Chemotherapy and breast cancer: All you need to know

A pile of books to teach you all you need to know about chemotherapy and breast cancer.

Chemotherapy (often called chemo) is a common treatment for breast cancer. While chemotherapy can be an effective treatment option, it can also be daunting and overwhelming for patients who may not know what to expect during the process. Let’s take a look at how chemotherapy works, the different types and what to expect when receiving your treatment. Here you can find some useful tips that will help you to manage potential side effects, know how to prepare for your treatment and what to expect during follow-up appointments. All information in this blog is based on reliable scientific resources.

How does chemotherapy target breast cancer cells?

The function of chemotherapy drugs is to stop the tumour from growing and prevent spreading of cancer cells to other parts of the body1. For tissue to grow, cells need to divide.
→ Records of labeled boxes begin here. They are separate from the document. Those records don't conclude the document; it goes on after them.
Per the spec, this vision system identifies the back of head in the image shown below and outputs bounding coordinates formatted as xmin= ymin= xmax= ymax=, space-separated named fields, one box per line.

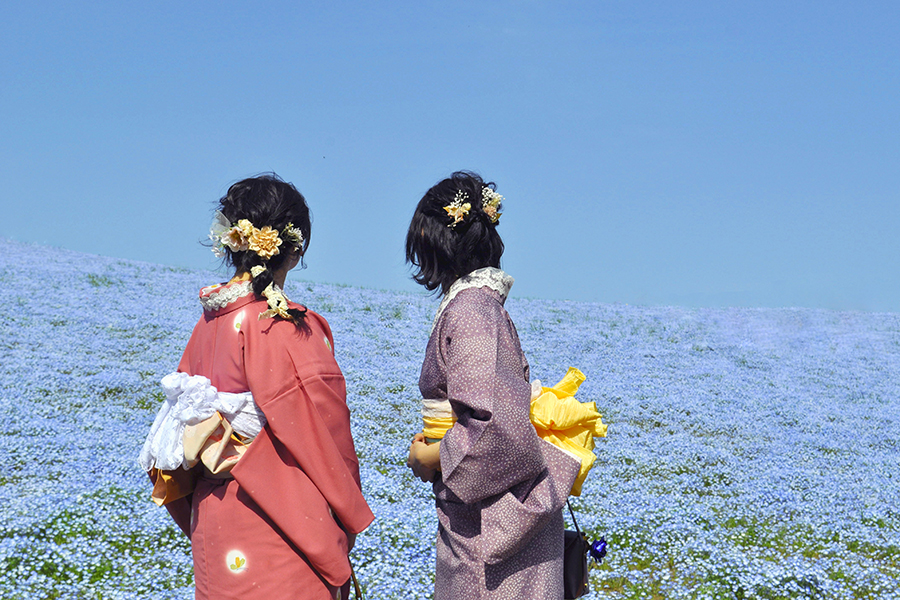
xmin=406 ymin=171 xmax=503 ymax=294
xmin=214 ymin=173 xmax=311 ymax=326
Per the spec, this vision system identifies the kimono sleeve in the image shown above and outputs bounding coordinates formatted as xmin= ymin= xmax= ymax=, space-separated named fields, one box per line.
xmin=236 ymin=313 xmax=374 ymax=533
xmin=437 ymin=290 xmax=545 ymax=504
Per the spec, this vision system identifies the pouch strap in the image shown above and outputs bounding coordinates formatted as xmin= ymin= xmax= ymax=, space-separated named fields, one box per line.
xmin=566 ymin=498 xmax=581 ymax=535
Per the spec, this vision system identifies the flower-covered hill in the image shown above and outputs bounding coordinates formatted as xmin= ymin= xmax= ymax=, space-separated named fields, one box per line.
xmin=0 ymin=239 xmax=900 ymax=600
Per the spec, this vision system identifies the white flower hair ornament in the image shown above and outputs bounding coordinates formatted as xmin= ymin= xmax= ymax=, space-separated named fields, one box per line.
xmin=444 ymin=190 xmax=472 ymax=229
xmin=481 ymin=186 xmax=503 ymax=225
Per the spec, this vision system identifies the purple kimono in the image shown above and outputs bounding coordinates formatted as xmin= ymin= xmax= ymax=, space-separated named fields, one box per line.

In cancer, cells continue to divide and accumulate until they form a cluster of cells known as a lump or tumour. To stop the tumour from growing, chemotherapy interferes with dividing cells. This interference can take place at different stages within the cell division process. Chemotherapy drugs cause changes in the genetic material (DNA) and proteins of cancer cells, leading to cell death2. For a cell to divide, it needs to duplicate its DNA. Chemotherapeutic drugs can, for example, prevent the production of new DNA molecules or stop proteins that form ‘the machine’ that copies the DNA3. Interference with the DNA of the cells leads to cell death and thus prevents the cell from multiplying (figure 1).

A diagram comparing the normal cell division process and how breast cancer chemotherapy treatment affects the cell division process by preventing DNA replication, leading to cell death.
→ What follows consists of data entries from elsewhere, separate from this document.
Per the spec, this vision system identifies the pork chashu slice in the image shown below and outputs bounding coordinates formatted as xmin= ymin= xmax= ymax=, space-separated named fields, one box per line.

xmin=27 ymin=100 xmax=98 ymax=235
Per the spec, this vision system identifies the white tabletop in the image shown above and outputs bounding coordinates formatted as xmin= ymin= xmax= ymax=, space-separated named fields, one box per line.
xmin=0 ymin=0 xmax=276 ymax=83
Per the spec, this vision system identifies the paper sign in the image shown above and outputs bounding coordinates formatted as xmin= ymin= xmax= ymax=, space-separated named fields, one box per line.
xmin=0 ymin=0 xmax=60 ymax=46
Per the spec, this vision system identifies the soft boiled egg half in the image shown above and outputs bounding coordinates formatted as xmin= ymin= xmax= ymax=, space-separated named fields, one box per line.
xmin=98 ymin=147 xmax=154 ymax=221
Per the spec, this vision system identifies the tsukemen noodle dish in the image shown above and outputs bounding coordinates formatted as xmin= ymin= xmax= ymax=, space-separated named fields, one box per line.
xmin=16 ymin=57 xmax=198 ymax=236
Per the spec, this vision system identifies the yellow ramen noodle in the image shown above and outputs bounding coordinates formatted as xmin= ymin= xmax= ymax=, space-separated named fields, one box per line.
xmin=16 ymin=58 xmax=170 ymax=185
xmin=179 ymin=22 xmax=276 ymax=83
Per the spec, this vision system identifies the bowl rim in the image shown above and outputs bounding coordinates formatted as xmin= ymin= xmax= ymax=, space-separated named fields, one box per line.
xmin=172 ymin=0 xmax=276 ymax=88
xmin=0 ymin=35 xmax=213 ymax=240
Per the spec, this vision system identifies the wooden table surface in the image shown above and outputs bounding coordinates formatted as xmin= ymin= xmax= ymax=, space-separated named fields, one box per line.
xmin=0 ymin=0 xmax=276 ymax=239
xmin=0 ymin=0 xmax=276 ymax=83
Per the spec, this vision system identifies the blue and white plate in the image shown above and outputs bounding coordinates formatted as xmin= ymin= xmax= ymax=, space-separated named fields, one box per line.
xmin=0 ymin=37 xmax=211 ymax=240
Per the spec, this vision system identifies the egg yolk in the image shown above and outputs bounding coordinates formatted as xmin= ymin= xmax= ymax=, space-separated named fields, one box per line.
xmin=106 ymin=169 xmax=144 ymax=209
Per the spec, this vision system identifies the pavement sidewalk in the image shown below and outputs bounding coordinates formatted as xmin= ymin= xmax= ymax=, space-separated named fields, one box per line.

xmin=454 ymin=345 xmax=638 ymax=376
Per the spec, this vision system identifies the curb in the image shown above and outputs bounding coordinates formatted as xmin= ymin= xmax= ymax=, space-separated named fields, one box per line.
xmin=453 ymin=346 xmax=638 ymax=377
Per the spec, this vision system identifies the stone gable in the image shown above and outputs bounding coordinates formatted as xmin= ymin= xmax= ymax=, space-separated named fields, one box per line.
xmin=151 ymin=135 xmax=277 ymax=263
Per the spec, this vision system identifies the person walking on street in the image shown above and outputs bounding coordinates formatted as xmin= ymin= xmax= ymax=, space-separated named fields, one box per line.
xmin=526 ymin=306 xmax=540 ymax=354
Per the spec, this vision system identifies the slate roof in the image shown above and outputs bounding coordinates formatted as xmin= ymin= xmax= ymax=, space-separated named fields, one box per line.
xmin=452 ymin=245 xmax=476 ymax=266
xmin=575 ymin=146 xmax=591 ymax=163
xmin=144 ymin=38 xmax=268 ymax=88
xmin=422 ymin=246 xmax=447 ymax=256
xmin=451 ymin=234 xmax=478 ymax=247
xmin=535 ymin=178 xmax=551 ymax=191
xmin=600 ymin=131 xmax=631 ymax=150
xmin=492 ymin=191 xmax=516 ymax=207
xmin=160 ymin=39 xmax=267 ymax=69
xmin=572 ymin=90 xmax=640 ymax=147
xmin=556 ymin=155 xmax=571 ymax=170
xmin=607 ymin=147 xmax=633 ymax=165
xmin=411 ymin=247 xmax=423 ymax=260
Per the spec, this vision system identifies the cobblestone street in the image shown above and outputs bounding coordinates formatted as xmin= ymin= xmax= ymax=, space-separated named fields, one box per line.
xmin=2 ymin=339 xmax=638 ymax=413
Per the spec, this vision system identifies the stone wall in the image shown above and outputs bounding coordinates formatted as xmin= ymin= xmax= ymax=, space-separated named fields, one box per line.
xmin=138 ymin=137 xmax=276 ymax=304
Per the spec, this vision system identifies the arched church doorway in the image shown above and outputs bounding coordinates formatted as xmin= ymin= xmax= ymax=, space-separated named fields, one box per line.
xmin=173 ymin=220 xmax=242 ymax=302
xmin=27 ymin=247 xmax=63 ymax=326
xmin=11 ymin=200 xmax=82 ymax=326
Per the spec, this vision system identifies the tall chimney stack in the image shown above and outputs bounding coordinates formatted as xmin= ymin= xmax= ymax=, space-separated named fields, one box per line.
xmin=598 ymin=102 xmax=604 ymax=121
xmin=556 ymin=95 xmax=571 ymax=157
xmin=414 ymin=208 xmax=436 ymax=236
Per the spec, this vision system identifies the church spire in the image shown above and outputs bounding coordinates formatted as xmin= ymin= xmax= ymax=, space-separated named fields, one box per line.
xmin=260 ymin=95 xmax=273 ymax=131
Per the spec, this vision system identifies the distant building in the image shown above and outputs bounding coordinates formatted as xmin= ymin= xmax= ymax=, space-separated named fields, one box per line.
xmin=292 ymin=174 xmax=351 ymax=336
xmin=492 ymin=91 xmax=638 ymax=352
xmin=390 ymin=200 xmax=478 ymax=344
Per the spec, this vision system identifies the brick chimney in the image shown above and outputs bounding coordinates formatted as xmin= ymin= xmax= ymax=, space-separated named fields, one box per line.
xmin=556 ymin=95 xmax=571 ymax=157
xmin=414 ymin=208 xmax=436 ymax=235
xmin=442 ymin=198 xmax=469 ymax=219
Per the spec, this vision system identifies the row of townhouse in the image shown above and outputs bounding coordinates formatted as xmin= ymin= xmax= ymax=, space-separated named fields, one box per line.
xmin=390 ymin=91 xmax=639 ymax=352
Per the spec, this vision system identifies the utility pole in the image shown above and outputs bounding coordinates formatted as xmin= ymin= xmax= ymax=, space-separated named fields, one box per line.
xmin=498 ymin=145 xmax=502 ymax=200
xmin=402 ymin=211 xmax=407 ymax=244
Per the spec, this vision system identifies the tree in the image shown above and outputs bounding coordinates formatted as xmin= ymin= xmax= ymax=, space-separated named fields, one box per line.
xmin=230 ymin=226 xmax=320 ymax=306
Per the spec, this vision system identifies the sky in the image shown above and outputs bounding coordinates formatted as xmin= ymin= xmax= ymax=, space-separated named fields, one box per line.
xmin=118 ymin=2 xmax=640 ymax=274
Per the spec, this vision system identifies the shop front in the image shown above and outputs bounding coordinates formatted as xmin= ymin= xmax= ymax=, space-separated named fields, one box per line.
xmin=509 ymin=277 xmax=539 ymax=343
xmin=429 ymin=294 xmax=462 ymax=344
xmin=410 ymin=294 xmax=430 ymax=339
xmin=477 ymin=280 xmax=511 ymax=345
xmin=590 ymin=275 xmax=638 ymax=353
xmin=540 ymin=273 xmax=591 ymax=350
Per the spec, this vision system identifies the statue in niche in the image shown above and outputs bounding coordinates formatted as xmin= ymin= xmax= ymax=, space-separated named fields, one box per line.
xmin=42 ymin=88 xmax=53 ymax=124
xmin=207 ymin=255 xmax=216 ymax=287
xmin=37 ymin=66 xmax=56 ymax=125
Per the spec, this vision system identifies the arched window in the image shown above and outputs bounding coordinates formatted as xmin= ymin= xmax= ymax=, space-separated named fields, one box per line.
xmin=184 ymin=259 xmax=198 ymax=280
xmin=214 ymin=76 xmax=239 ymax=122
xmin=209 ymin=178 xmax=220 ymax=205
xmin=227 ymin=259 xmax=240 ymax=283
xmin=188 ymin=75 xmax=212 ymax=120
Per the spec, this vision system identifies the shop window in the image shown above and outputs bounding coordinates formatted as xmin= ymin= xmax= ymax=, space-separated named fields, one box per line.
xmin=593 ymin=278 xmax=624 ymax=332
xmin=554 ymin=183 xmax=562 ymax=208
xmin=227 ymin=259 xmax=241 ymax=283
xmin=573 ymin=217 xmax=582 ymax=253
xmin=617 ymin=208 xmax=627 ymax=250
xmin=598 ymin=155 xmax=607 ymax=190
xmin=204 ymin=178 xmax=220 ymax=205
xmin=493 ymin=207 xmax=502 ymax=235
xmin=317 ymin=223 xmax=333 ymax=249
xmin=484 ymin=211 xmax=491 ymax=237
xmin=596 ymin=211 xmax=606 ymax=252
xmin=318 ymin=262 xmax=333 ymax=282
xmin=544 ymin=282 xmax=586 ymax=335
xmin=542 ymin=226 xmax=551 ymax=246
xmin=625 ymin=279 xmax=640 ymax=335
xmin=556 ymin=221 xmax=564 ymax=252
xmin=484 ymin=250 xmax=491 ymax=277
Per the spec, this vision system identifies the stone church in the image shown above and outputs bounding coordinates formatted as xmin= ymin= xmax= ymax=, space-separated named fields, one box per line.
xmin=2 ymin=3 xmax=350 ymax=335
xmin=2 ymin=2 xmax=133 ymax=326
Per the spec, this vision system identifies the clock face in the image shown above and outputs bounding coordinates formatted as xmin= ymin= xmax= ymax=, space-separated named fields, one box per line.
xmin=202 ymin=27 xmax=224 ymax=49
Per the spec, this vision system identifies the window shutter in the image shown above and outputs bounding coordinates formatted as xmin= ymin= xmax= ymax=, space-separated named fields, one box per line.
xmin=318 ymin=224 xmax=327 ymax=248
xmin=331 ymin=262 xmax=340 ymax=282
Figure 1. The effect of chemotherapy on dividing cells A) The normal cell division process: DNA in the middle of the cell is multiplied and then split into two new cells. B) Certain chemotherapy drugs interrupt the cell division process by preventing DNA replication, leading to cell death. 
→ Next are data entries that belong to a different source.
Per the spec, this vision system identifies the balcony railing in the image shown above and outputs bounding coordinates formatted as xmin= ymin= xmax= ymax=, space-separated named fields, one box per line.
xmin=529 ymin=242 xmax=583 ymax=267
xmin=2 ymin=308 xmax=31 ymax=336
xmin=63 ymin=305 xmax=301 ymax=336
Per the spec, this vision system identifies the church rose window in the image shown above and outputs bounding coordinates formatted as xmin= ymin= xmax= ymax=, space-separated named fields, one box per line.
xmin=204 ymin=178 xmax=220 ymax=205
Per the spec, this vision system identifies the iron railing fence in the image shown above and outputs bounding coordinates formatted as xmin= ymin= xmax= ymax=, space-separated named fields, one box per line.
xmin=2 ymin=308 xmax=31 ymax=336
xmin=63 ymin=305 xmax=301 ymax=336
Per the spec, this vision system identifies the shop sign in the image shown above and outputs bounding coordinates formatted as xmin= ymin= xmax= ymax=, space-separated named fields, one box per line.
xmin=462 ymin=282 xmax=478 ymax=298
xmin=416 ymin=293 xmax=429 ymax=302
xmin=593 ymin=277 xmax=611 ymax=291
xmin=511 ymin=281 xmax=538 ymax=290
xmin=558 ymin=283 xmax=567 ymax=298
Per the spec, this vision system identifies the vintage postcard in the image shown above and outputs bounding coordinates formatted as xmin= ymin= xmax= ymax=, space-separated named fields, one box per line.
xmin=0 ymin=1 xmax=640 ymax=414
Are all chemotherapy drugs the same?

There are multiple chemotherapy drugs to treat breast cancer. During chemotherapy, patients commonly receive two or more different drugs. These drugs are specifically chosen to damage the cells at different stages of the cell division process. Using a combination increases the chance of killing a larger number of cells.

How does chemotherapy affect healthy cells?

Chemotherapy targets rapidly dividing cells non-specifically, meaning it can also destroy healthy fast-dividing cells. As it travels through the bloodstream it can impact fast-dividing cells throughout the whole body. Normal fast-dividing cells in our bodies include white blood cells, bone marrow and cells in the hair follicles, nails, mouth and digestive tract. The cytotoxic effect of chemotherapy on these healthy cells can commonly result in side effects such as hair loss, changes to nails, mouth sores, diarrhea, nausea and vomiting. However, healthy cells are generally more capable of recovering and repairing themselves compared to cancer cells. This means that most side effects are temporary, can be managed with medication and will resolve after you finish your treatment. Many patients have told us they find it useful to track their side effects in the OWise app, as it can really help to share the detail in discussions with their care team.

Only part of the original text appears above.